Poteri forti di Giuliano Ferrara DA  Il Foglio

 

La data è fissata. E molto ruota intorno al nome di Mario Draghi, sbarcato dal Britannia e imbarcato sul Repubblica. Eppure di Poteri Forti non se ne vedono più. Curioso. Anche divertente, se vogliamo divagare dalla vaccinolalia. Una volta era diverso. I capi dei partiti, anche quelli con molti attributi di potere decisionale, come un De Mita e un Craxi, per dire, dovevano vedersela con i serpenti dei Poteri Forti, d’ora in avanti PF, che strisciavano sotto le foglie. C’era un PF vecchia scuola della grande industria e della finanza, che s’era divorato l’autorevole e potente Corriere della Sera, concentrato in una cosa un po’ stellare chiamata Gemina, nebulosa e filiale dell’ombrosa, intelligente e dispeptica Mediobanca, dove regnava un grande che si faceva piccolo, uno che era dappertutto perché non si vedeva mai, un siciliano nel gran Milan (lassa pur ch’el mond el disa, ma Milan l’è on gran Milan).

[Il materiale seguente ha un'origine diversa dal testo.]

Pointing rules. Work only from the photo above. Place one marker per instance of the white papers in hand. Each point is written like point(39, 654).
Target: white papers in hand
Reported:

E c’erano i PF risalenti più direttamente alle famiglie influenti e numerose di Torino, collegate con il club del Bilderberg, c’era l’ambasciata americana (quando telefonavano raramente al Foglio al centralino l’interlocutore segretissimo si annunciava solo con un: ambasciata, e il patriota Buttafuoco si stupiva: ma perché dicono solo ambasciata?). C’erano gli uomini del Papa, che non badava solo al Santo Evangelio e non faceva serie Netflix, era gente che si preoccupava del lavoro ben fatto nella capitale della cattolicità. Molti si domandavano che cosa mai frullasse nella testa del potere editoriale e finanziario concorrente, che non era un anonimo e aziendalissimo Gedi, ma il gruppo De Benedetti, con i suoi araldi e aedi capaci di comunicare ovunque, non solo a via Veneto, spunti macchiette e disegni quasi imperscrutabili, e un principe napoletano sornione e pettegolo, che ne faceva di cotte e di crude. Ogni tanto si sussurrava di Logge, magari con la P, non era ancora venuta l’ora solare e sportiva del Circolo Aniene e del suo patron.

Nei partiti si badava certo ai deputati e senatori, che alla fine facevano la giornata, ma un occhio di riguardo era sempre dedicato al Capo della polizia, l’unico apicale italiano fregiato del titolo spagnolesco e francamente bello, appunto, di Capo. Non era un funzionario alto in grado, era un’istituzione solida e riverita. C’erano tra i PF fior di professori e banchieri, alcuni influenti nel tesoro romano e nel sud, e perfino sul Censis del sulfureo e saggio professor De Rita aleggiava il non so che, il quid specialissimo, di un potere abbastanza forte. Confindustria badava come sempre agli interessi degli associati, ma a suo modo, soggetto contendibile e conteso ma riservato, faceva storia nelle smanie e nelle trame di potere, oltre la serena misura di sindacato e ufficio studi.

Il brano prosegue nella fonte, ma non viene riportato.